Das Spiel des Saengers Historischer Roman
schmucken Lucas. Der ist für jede Schmeichelei zu haben. Je dicker sie aufgetragen ist, desto besser.«
»Dann fährt mir Loretta in die Haare!«
»Und Ulrich muss dich retten«, kicherte Engelin.
»Glaubst du …?«
»Ich weiß es nicht, aber ich an deiner Stelle würde versuchen, es herauszufinden. Ännchen hat die Gewänder gerichtet, Casta. Wir werden morgen eines von den schönsten für dich auswählen. Sehen wir mal, ob der einäugige Ritter nicht doch noch zu blenden ist.«
»Ich könnt’s versuchen. Aber jetzt bin ich müde, Engelin. Wir müssen morgen früh wieder Brote backen.«
»Und den Brei anbrennen lassen.«
»Du, nicht ich.«
»Pah!«
Der sechste Tag
Das Glücksrad reißt in raschem Lauf
Fallende ins Dunkel,
einen andern trägt’s hinauf:
hell im Lichtgefunkel.
Thront der König in der Höh
wird des Sturzes inne!
Unterm Rad liegt Hekuba,
eh’dem Künniginne!
Väterliche Inquisition
Während der Morgenandacht war die Stimmung bereits angespannt, Magister Johannes verhaspelte sich ein paarmal bei seinen Litaneien, die Äbtissin jodelte schriller als sonst, van Dyke sandte mir wütende Blicke, was mich kurzfristig verblüffte, denn beim Abendmahl zuvor hatte er sich ausgesprochen jovial gegeben. Casta wirkte zappelig, Engelin ebenfalls unruhig, Ida und Jonata vergrämt.

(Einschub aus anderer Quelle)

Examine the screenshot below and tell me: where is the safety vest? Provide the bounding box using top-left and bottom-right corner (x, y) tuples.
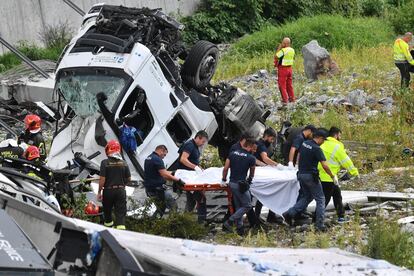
(394, 38), (414, 65)
(276, 47), (295, 66)
(318, 137), (359, 182)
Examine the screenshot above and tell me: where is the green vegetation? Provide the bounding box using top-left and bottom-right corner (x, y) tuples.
(0, 22), (72, 73)
(0, 42), (63, 73)
(363, 217), (414, 269)
(182, 0), (402, 43)
(126, 200), (207, 240)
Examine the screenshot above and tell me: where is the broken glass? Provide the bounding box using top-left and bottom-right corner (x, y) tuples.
(57, 68), (128, 117)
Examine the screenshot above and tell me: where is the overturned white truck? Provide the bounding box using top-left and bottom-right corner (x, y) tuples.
(48, 4), (267, 180)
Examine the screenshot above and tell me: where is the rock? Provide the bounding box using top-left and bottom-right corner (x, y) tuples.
(346, 89), (367, 107)
(312, 95), (329, 104)
(403, 187), (414, 194)
(367, 96), (377, 105)
(367, 110), (379, 117)
(302, 40), (339, 80)
(378, 97), (394, 105)
(258, 69), (269, 78)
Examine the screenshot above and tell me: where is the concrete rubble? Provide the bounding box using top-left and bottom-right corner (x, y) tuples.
(302, 40), (339, 81)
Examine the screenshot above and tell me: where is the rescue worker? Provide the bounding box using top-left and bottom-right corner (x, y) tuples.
(282, 129), (338, 231)
(254, 128), (280, 222)
(23, 146), (44, 180)
(229, 133), (266, 227)
(221, 139), (256, 235)
(274, 37), (295, 104)
(288, 125), (316, 168)
(394, 33), (414, 88)
(144, 145), (185, 217)
(18, 114), (46, 161)
(318, 127), (359, 223)
(255, 127), (278, 166)
(229, 133), (266, 166)
(97, 140), (131, 230)
(0, 134), (24, 167)
(178, 130), (208, 223)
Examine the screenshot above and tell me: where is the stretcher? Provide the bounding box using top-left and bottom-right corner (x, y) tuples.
(181, 183), (234, 214)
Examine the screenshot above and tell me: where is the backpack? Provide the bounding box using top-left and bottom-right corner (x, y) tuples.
(120, 124), (137, 152)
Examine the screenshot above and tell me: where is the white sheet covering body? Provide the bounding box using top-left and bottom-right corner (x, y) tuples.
(175, 167), (299, 215)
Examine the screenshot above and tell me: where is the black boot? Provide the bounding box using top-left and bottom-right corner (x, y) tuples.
(282, 212), (293, 226)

Auch zwischen den Übrigen war Reizbarkeit zu spüren. Sie wurde auch nicht gemildert, als der Ritter der Gemeinschaft ankündigte, lediglich Jonata und der Hofherr Lucas van Roide hätten noch nicht befriedigend nachweisen können, wo sie sich zum Todeszeitpunkt des Burgvogts Sigmund aufgehalten hätten, und Hinrich van Dyke und seine Tochter Engelin müssten ihn noch überzeugen, dass sie sich nicht oben auf dem Turm aufgehalten hätten, sondern in der Kammer des Handelsherrn. Man marschierte äußerst schweigend auseinander, jeder in tiefes Sinnen versunken. Immerhin waren
alle, die von dem Verdacht des Mordes befreit waren, zuvor der Unzucht gerügt worden, und einige der Herrschaften machten sich wohl höchst eindringlich Gedanken darüber, wer sie wohl bei ihrem unkeuschen Tun beobachtet hatte und welche Folgen das zeitigen würde. Andere wiederum waren sicher ins Grübeln über meine Rolle in der Gemeinschaft gekommen.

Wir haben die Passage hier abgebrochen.